Behavioral interviews are becoming increasingly popular during job searches, and for good reason. Companies want to ensure they are hiring the right person for the job, and one of the most effective ways to get to know a candidate and their abilities is through behavioral interviewing. This type of interview involves asking questions that require you to give specific examples of situations you’ve faced in the past and how you’ve handled them. To excel in a behavioral interview, preparation is key. In this article, we’ll provide tips and guidance on how to prepare for and successfully handle a behavioral interview.
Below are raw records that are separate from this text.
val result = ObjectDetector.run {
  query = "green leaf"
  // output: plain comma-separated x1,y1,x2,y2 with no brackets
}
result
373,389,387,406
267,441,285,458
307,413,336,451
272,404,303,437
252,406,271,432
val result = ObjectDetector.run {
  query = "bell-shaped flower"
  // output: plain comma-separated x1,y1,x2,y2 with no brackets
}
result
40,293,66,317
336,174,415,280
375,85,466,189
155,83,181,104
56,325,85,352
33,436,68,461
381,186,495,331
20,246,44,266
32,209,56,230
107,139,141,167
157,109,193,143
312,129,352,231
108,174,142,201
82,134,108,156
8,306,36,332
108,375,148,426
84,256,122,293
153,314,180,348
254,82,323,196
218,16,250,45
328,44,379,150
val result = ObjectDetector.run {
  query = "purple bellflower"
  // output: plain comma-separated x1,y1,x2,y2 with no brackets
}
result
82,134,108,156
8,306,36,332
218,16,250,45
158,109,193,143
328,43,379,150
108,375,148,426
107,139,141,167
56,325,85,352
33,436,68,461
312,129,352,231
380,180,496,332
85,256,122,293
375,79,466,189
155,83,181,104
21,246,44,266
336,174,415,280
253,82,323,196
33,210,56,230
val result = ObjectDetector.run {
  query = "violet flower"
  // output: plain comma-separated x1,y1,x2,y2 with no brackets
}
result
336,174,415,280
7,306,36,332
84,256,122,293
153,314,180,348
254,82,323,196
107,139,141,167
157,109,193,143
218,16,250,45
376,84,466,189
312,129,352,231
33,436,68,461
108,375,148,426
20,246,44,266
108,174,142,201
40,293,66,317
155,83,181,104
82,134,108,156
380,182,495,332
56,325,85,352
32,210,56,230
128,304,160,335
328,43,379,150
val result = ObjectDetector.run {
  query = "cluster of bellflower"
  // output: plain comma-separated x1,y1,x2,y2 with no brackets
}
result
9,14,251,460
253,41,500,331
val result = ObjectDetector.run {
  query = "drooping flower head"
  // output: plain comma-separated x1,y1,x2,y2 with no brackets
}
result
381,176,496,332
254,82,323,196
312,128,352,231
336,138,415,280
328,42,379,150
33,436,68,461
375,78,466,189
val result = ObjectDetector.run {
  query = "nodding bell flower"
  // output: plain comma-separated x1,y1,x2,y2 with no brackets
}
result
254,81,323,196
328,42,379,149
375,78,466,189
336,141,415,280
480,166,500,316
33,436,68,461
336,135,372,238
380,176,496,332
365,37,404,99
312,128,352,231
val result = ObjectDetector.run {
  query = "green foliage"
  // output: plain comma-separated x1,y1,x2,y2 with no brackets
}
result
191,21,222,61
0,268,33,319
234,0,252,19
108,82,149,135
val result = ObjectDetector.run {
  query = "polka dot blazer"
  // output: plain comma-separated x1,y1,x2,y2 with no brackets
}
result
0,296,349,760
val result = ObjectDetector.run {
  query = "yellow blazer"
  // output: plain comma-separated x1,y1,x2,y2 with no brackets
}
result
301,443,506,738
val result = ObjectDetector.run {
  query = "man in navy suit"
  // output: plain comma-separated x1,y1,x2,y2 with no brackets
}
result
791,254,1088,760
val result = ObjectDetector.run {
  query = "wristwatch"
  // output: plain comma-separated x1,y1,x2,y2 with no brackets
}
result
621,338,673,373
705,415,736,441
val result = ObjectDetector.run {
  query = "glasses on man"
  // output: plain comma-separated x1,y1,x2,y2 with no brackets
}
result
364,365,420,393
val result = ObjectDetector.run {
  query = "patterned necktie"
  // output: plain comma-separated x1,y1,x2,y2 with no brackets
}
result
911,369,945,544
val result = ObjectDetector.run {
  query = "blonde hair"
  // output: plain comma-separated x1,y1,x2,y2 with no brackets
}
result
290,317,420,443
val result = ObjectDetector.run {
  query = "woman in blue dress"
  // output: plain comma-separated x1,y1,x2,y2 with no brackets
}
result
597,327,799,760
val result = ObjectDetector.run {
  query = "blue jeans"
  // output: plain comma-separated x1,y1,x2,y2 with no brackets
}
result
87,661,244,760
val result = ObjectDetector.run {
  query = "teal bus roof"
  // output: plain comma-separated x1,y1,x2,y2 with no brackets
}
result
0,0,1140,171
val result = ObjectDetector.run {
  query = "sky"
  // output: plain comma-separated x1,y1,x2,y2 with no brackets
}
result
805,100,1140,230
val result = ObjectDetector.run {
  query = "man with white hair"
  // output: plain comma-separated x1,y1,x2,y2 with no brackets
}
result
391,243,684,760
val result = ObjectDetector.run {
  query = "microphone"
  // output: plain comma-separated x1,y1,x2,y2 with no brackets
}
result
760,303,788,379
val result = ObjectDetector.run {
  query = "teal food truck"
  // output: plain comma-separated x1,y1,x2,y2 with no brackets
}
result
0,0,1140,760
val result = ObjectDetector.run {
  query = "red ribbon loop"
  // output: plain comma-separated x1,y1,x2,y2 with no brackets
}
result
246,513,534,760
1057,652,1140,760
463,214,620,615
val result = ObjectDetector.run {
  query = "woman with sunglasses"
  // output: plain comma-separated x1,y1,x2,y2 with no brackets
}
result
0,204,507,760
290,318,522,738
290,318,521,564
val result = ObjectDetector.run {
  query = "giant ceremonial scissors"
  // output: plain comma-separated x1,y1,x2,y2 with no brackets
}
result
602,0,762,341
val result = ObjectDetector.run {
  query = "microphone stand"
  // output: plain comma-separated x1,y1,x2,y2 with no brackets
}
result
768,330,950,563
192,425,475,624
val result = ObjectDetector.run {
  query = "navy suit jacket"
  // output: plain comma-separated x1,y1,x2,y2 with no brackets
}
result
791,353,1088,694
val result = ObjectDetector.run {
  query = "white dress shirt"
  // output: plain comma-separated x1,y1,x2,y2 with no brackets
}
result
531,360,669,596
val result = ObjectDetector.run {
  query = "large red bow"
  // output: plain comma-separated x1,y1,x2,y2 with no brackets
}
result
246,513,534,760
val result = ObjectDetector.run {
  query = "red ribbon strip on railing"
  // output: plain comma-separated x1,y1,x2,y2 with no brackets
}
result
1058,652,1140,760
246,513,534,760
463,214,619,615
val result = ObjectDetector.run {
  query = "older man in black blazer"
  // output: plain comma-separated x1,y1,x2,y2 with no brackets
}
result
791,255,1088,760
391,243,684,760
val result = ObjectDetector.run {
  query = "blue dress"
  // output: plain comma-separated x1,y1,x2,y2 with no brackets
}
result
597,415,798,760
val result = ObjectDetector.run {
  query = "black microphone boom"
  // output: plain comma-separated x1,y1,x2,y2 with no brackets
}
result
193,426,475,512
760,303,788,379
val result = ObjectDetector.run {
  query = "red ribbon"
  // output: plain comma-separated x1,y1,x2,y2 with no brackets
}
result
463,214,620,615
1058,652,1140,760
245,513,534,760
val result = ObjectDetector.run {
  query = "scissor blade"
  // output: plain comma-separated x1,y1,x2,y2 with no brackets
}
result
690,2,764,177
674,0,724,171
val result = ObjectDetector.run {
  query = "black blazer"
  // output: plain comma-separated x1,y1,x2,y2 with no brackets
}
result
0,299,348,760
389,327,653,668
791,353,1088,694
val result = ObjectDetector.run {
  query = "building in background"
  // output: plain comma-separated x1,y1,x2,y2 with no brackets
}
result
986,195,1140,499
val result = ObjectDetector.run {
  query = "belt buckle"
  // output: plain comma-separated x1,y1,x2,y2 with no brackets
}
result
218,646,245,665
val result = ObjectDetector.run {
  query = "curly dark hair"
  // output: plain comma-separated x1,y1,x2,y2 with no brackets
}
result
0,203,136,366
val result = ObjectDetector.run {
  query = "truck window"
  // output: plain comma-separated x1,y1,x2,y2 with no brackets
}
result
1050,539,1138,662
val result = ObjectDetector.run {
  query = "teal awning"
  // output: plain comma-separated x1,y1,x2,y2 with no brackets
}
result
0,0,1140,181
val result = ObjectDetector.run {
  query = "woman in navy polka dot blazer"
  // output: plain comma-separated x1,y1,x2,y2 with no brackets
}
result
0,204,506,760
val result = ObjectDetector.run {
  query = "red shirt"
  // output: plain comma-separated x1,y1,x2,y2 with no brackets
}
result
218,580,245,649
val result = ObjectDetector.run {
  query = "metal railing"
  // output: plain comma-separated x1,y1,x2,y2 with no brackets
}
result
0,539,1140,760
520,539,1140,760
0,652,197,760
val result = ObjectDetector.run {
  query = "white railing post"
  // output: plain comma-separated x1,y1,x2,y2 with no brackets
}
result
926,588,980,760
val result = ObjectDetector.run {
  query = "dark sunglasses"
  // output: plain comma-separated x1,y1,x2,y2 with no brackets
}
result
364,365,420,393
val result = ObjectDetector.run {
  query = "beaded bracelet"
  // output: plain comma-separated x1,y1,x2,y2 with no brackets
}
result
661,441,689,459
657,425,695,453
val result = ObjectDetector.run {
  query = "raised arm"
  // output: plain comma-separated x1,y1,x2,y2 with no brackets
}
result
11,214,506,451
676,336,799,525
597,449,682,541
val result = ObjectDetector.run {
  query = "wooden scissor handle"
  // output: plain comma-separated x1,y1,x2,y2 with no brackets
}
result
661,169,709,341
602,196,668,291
1. Research the company and the role: A crucial first step to preparing for any job interview, but even more so for a behavioral interview, is to research the company and the role you’re applying for. Look at the company website, read up on recent news about the company or industry, and understand the specific responsibilities of the job you’re being considered for. Once you understand these things, you can better prepare to answer questions in a way that aligns with the company’s values and the role’s expectations.
2. Review and practice common behavioral questions: While it’s impossible to predict every single question you’ll be asked, there are some common behavioral questions that appear in most interviews. For example, “Tell me about a time you had to resolve a conflict with a coworker,” or “Give me an example of a time when a project did not go as planned and how you handled it.” Prepare to answer these types of questions as well as those that may be specific to the company and position.
3. Use the STAR method: When answering behavioral questions, it’s helpful to use the STAR method. This stands for Situation, Task, Action, Result. Start by describing the situation, then the task you needed to accomplish, followed by the action you took, and finally the result of your actions. This format helps you provide specific examples and highlights your problem-solving and decision-making abilities.
4. Prepare questions to ask the interviewer: Just as the interviewer will be asking you questions, it’s important to have some questions prepared to ask them. Think about the company culture, opportunities for professional development, and what success looks like in the role you’re applying for. Asking thoughtful questions demonstrates your interest and enthusiasm and shows that you’ve done your homework.
5. Practice, practice, practice: One of the best ways to prepare for a behavioral interview is simply by practicing. Ask a friend or family member to conduct a mock interview with you using common behavioral questions. This will help you get comfortable answering questions in that format and gives you an opportunity to practice speaking confidently and clearly.
Conclusion: Behavioral interviews can be daunting, but with proper preparation and practice, you can make a great impression on your interviewer. Research the company and the role, practice common behavioral questions using the STAR method, and prepare questions of your own to ask. Remember, the goal of a behavioral interview is to get to know you and your abilities, so be sure to provide specific and relevant examples from your past experiences. Following these tips will help you feel confident and prepared for a successful behavioral interview.